What were people most interested in? Why the politicians deserve so much, why the plenary was sometimes like a dormitory. Dur then declared: Many

Bonners would have to take part in the committee meetings or would be in their constituencies. However: Very few of the diet recipients used the opportunity during the Bundestag tour to talk to their “voice potential”. Does the quasi Bonn deputy feel like the “Watschenmann of the Nation”? "Not at all, although people let go of a lot of emotions," says Dur. But patient listening often helps. And besides, there is no government event or party politics here. Making the work of Parliament more transparent is what it is about - and not about verbally approving all waterworks decisions. The generally satisfied citizen is not the most pleasant conversation partner.

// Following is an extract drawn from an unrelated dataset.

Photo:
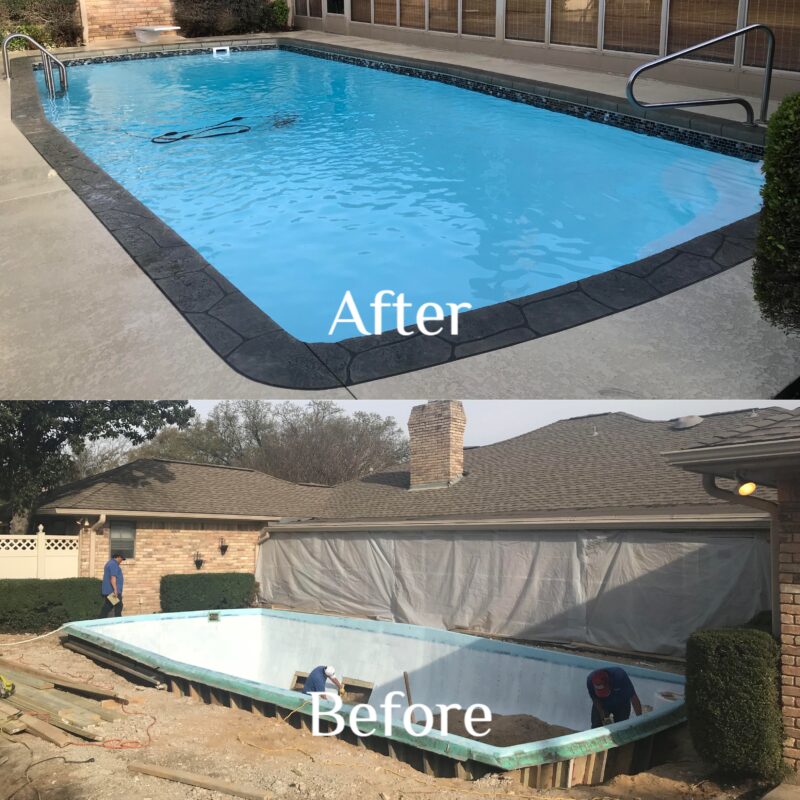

20,000 visitors in 17 locations - can the moderator derive a shift to the right in Germany from the personal conversations? There have already been “strong sayings”, and “here and there” the percentage of right-wing voters will probably also be unpleasantly high, but one need not have “serious fears”. The desire for democracy is also very strong in the new federal states. Dur vacillated between hope and conviction.

Interesting for him: MPs who vehemently defended § 218 in front of the people on the first day, for example, sometimes found quite moderate words on the third day. Late parliamentary insight? “They know most of the problems, of course, but they certainly gain in importance on site,” replied Dur.

The catch: politicians come and go, the problems usually remain.